The Act will apply to systems used and products placed on the EU market – even where the providers are not in the EU – and adopts an risk-based approach akin to that commonly seen in Medical Device Regulations, with obligations proportional to the level of risk.
There is no single agreed definition of AI within academia and industry, so to define its scope and seek to regulate in such a comprehensive manner is a bold approach by the European Commission and akin to the ambitions it had when introducing the General Data Protection Regulation or GDPR in seeking to put in place a gold standard globally influential regulatory framework.
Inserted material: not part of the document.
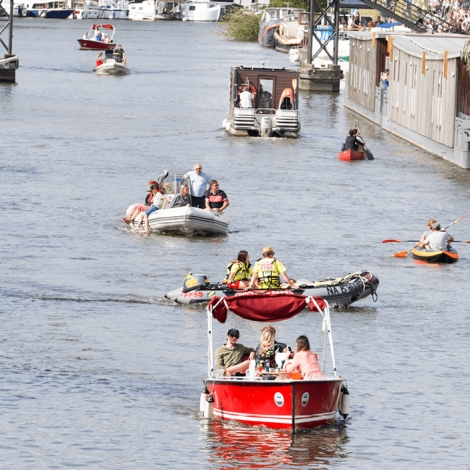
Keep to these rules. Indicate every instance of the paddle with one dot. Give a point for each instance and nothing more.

Currently the AI Act has entered the final stage of the legislative process with the EU Parliament and Member States thrashing out the details of the final wording, with certain aspects in particular subject to intense debate. Indeed, as recently as early December, the final trilogues were taking place and substantive amendments debated. It was announced that a political agreement had been reached on the AI Act but we’re awaiting a final draft form to be published, likely in the New Year. Where possible, we’ve included the reported outcome of those debates in the below analysis.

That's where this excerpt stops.